J’enlève mes lunettes, mon bonnet et cours sur le tapis. Je regarde ma montre. Il est 8h41. J’ai mis 1h41, ce qui n’est malheureusement pas une contre-performance pour moi. Mais j’ai une bonne avance sur la barrière horaire qui empêche de quitter le parc à vélo à compter de 9h30.
Je récupère mon sac bleu et m’assois dans la tente vestiaire. Je dépose mon bracelet puce pour ne pas gêner l’enlèvement de la combinaison lors du passage de la cheville gauche. J’enfile des jolies chaussettes, achetées au village Ironman et je comprendrais plus tard que c’est une grosse erreur (elles taillent grand et favoriseront les ampoules pendant la course à pied).
Casque sur la tête, chaussures vélo aux pieds, je fonce récupérer mon vélo dans le parc déjà bien vidé.
08h53 : Premiers tours de roues. Même si, physiquement, le plus dur reste à venir, je sais que, à partir de maintenant, j’ai les armes pour me battre. J’ai survécu à l’étape de la natation et j’ai vraiment envie d’en découdre maintenant, sur la terre ferme.

Je ne vois pas passer les 20 premiers km. Le parcours est totalement plat et je ne quitte pas les prolongateurs. Je les parcours à 34 km/h.
Les premières côtes arrivent ensuite. Les habitants des villages traversés ont installé des chaises devant chez eux et nous encouragent.
Une zone de 500 m de pavés nous chahute, dans un joli village.

Sorti à la fin de la natation, je passe mon temps à dépasser des cyclistes sans jamais me faire reprendre.
Une connexion se crée entre moi et les supporters. Dès que j’aperçois un groupe, je lance une « Olé », pour occuper l’esprit, cela jusqu’à l’arrivée.
Km 85 : Je suis dépassé par le premier de la course qui m’a pris un tour (sur les 2 boucles de 91 km formant le parcours).
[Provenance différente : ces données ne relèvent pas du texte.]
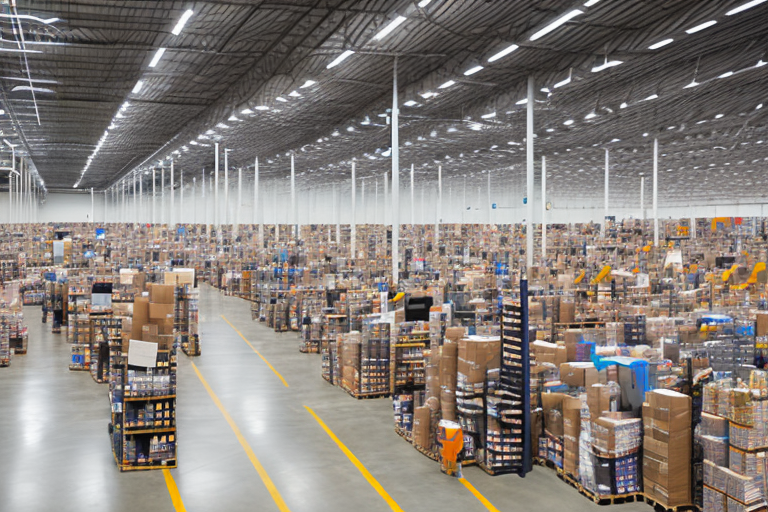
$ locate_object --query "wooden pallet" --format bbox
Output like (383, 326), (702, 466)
(394, 426), (412, 442)
(640, 494), (698, 512)
(559, 471), (642, 506)
(414, 443), (439, 461)
(347, 390), (389, 400)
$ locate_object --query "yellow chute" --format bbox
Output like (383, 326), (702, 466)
(590, 265), (612, 285)
(722, 264), (739, 282)
(574, 270), (586, 284)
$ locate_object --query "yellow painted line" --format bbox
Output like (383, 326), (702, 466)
(191, 362), (292, 512)
(304, 406), (404, 512)
(220, 314), (289, 387)
(459, 478), (501, 512)
(162, 469), (187, 512)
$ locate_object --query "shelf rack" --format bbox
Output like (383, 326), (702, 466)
(175, 285), (201, 356)
(392, 322), (429, 439)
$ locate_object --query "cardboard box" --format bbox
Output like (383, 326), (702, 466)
(758, 313), (768, 337)
(440, 340), (458, 392)
(562, 395), (582, 439)
(587, 383), (615, 419)
(149, 284), (175, 304)
(149, 302), (174, 320)
(591, 417), (642, 455)
(555, 345), (567, 367)
(157, 334), (174, 351)
(542, 392), (566, 437)
(560, 362), (598, 389)
(564, 329), (582, 361)
(141, 323), (159, 343)
(413, 406), (431, 450)
(444, 327), (465, 341)
(644, 389), (692, 432)
(132, 296), (149, 341)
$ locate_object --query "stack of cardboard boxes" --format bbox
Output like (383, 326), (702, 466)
(643, 389), (692, 507)
(131, 284), (175, 352)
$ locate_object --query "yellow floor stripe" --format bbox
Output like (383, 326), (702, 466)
(220, 314), (289, 387)
(459, 478), (501, 512)
(192, 362), (292, 512)
(304, 406), (404, 512)
(162, 469), (187, 512)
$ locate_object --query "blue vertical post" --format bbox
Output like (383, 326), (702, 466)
(521, 275), (532, 476)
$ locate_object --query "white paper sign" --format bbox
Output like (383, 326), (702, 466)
(128, 340), (157, 368)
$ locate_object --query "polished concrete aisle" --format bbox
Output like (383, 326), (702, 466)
(0, 286), (649, 511)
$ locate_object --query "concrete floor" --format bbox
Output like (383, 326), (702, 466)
(0, 285), (649, 512)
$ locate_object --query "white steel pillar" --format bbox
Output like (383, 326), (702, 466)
(435, 165), (441, 247)
(290, 152), (296, 238)
(180, 170), (184, 225)
(375, 180), (379, 224)
(223, 150), (229, 226)
(170, 160), (175, 226)
(410, 163), (414, 225)
(541, 155), (546, 263)
(192, 176), (196, 225)
(152, 168), (156, 224)
(133, 172), (137, 224)
(640, 176), (644, 222)
(526, 75), (534, 273)
(9, 147), (14, 223)
(214, 143), (219, 227)
(361, 179), (366, 224)
(255, 157), (263, 247)
(392, 57), (400, 285)
(487, 171), (492, 224)
(90, 187), (94, 224)
(351, 161), (356, 260)
(653, 138), (659, 246)
(603, 148), (609, 237)
(161, 166), (165, 224)
(237, 166), (242, 232)
(333, 182), (339, 245)
(104, 190), (107, 224)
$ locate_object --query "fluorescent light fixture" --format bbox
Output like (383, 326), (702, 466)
(756, 60), (767, 67)
(757, 103), (764, 109)
(718, 71), (734, 78)
(148, 47), (166, 67)
(420, 91), (438, 99)
(464, 65), (484, 76)
(726, 0), (767, 15)
(563, 119), (574, 125)
(546, 128), (555, 132)
(487, 44), (519, 62)
(554, 76), (571, 88)
(715, 114), (724, 118)
(275, 96), (288, 102)
(347, 126), (355, 132)
(648, 38), (673, 50)
(403, 100), (418, 107)
(683, 81), (699, 88)
(541, 87), (550, 93)
(591, 60), (623, 72)
(584, 112), (597, 119)
(228, 115), (240, 122)
(241, 108), (253, 115)
(288, 90), (301, 97)
(530, 10), (583, 41)
(686, 20), (717, 33)
(0, 14), (59, 25)
(584, 0), (601, 5)
(254, 105), (270, 111)
(610, 138), (620, 142)
(438, 80), (456, 89)
(171, 9), (194, 35)
(11, 86), (54, 93)
(131, 80), (144, 94)
(300, 80), (316, 88)
(516, 98), (528, 105)
(481, 112), (496, 119)
(0, 77), (57, 84)
(327, 50), (355, 69)
(643, 133), (649, 137)
(361, 116), (371, 125)
(418, 0), (432, 7)
(190, 140), (198, 145)
(331, 130), (340, 137)
(641, 94), (658, 101)
(374, 15), (407, 40)
(205, 129), (215, 135)
(469, 123), (482, 131)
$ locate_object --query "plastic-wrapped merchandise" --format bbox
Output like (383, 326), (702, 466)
(700, 412), (730, 438)
(730, 421), (768, 451)
(703, 460), (729, 493)
(698, 434), (729, 467)
(703, 485), (728, 512)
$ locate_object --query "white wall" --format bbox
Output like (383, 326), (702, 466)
(15, 187), (768, 226)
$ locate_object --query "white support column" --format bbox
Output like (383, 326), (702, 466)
(170, 160), (175, 227)
(237, 166), (242, 233)
(351, 161), (356, 260)
(9, 147), (14, 223)
(603, 148), (609, 237)
(161, 166), (165, 224)
(640, 176), (644, 222)
(223, 149), (229, 226)
(541, 155), (546, 263)
(90, 187), (94, 223)
(255, 158), (263, 248)
(391, 57), (400, 285)
(192, 176), (196, 225)
(122, 180), (126, 223)
(435, 165), (441, 247)
(653, 138), (659, 246)
(384, 170), (389, 225)
(487, 171), (492, 224)
(361, 179), (366, 224)
(214, 143), (219, 228)
(333, 183), (339, 245)
(290, 152), (296, 238)
(374, 180), (378, 224)
(104, 190), (107, 224)
(132, 173), (137, 224)
(410, 163), (415, 225)
(139, 174), (143, 224)
(202, 169), (207, 228)
(526, 75), (534, 273)
(690, 210), (696, 239)
(180, 170), (184, 225)
(274, 182), (279, 246)
(421, 187), (425, 225)
(152, 168), (156, 224)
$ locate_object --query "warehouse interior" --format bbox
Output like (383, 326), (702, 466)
(1, 1), (768, 511)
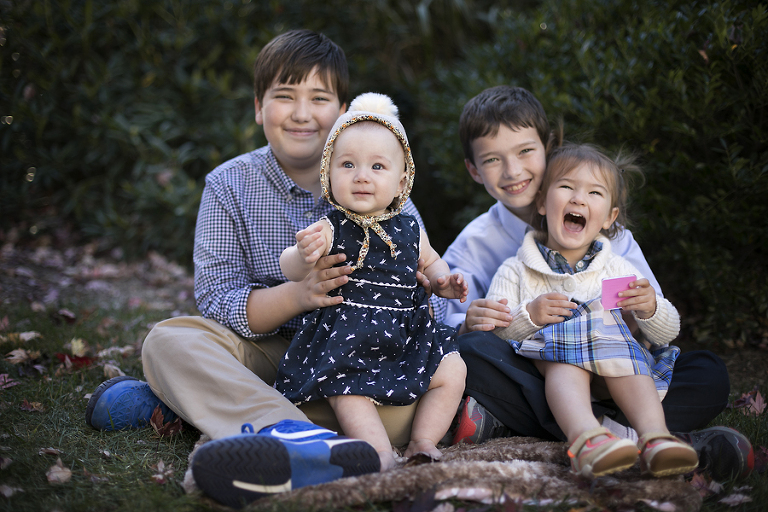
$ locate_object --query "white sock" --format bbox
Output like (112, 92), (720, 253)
(600, 415), (639, 443)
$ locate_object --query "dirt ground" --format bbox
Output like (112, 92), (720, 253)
(1, 236), (766, 395)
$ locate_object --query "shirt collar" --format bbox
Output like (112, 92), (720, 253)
(535, 238), (604, 275)
(262, 145), (314, 201)
(493, 201), (534, 243)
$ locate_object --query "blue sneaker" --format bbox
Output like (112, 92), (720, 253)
(85, 376), (177, 431)
(192, 419), (380, 508)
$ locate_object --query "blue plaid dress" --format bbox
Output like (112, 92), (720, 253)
(510, 298), (679, 399)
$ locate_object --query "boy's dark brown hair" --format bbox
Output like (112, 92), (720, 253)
(459, 86), (551, 165)
(535, 143), (643, 239)
(253, 29), (349, 106)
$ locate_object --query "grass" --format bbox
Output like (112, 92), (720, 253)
(1, 295), (766, 512)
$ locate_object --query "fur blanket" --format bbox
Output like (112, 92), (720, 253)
(186, 436), (701, 511)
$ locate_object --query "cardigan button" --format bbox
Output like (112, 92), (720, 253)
(563, 276), (576, 293)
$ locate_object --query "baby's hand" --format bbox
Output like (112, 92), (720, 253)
(433, 272), (468, 302)
(460, 298), (512, 334)
(294, 224), (326, 265)
(526, 293), (576, 326)
(616, 278), (656, 319)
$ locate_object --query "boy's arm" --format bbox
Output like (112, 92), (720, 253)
(194, 168), (349, 338)
(245, 253), (349, 334)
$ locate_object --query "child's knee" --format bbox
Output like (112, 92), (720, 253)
(432, 353), (466, 392)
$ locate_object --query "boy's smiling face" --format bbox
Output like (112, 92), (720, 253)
(255, 68), (345, 179)
(465, 125), (547, 221)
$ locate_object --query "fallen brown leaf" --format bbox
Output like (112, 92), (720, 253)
(0, 374), (19, 389)
(150, 405), (183, 438)
(0, 484), (24, 497)
(39, 447), (62, 456)
(103, 363), (125, 379)
(5, 348), (31, 365)
(719, 493), (752, 506)
(20, 399), (45, 412)
(150, 459), (174, 484)
(46, 458), (72, 484)
(83, 467), (109, 484)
Je suis vraiment impressionné. La différence d’allure est telle qu’on croirait qu’il est à moto.
Km 91 : Retour à Frankfurt avant de repartir pour la deuxième boucle.
Je commence à avoir chaud. Je mange peu mais bois beaucoup. Des ravitaillements sont installés régulièrement. Des bénévoles nous tendent de beaux bidons estampillés Ironman avec de l’eau fraîche ou du coca, au choix. Il suffit alors de jeter son vieux bidon dans la borne dédiée et de repartir avec le neuf.
Km 120 : Je suis bien. Je commence à faire le compte à rebours et à me dire que je pourrai commencer le marathon vers 16h.
Km 140 : Sur le bord de la route, un jeune enfant avec ses parents, m’encourage avec enthousiasme. Je me vois à son âge. Il me touche, je ne sais pas pourquoi. Je ralentis et lui tends mon bidon Ironman avec un sourire. Il le saisit et se tourne immédiatement tout fier vers sa maman qui lui décroche un sourire attendri.
Km 155 : J’ai chaud et je commence à avoir mal un peu partout, surtout à la nuque. Envie de me redresser. Je m’aperçois alors que cela fait environ 5h30 que je pédale. Je décide de m’arrêter, le temps d’une envie naturelle. Grand bien m’en a pris car je n’ai plus mal quand je repars 2 mn plus tard et je termine sans grande souffrance.

15h50 : Arrivée à la transition 2 après 6h57 pour les 182 km (1.600 m de D+), soit 26.2 km/h de moyenne, je dépose mon vélo, puis prends le temps de mettre mes chaussures, ma casquette Ironman et c’est parti pour un marathon !
15h55 : Déjà 8h56 de sport au moment de l’entrée sur la piste du marathon.
Le marathon consiste en 4 boucles de 10,5 km de part et d’autre du Main, sur les quais.
À chaque passage de boucle nous recevons un chouchou de couleur différente. Au quatrième chouchou on repart sur le parcours mais à la moitié on tourne vers le tapis rouge à droite pour atteindre le graal à 200 m de là.
L’avantage de ces boucles est de nous replonger au milieu des coureurs (certains ayant plus de tours que d’autres).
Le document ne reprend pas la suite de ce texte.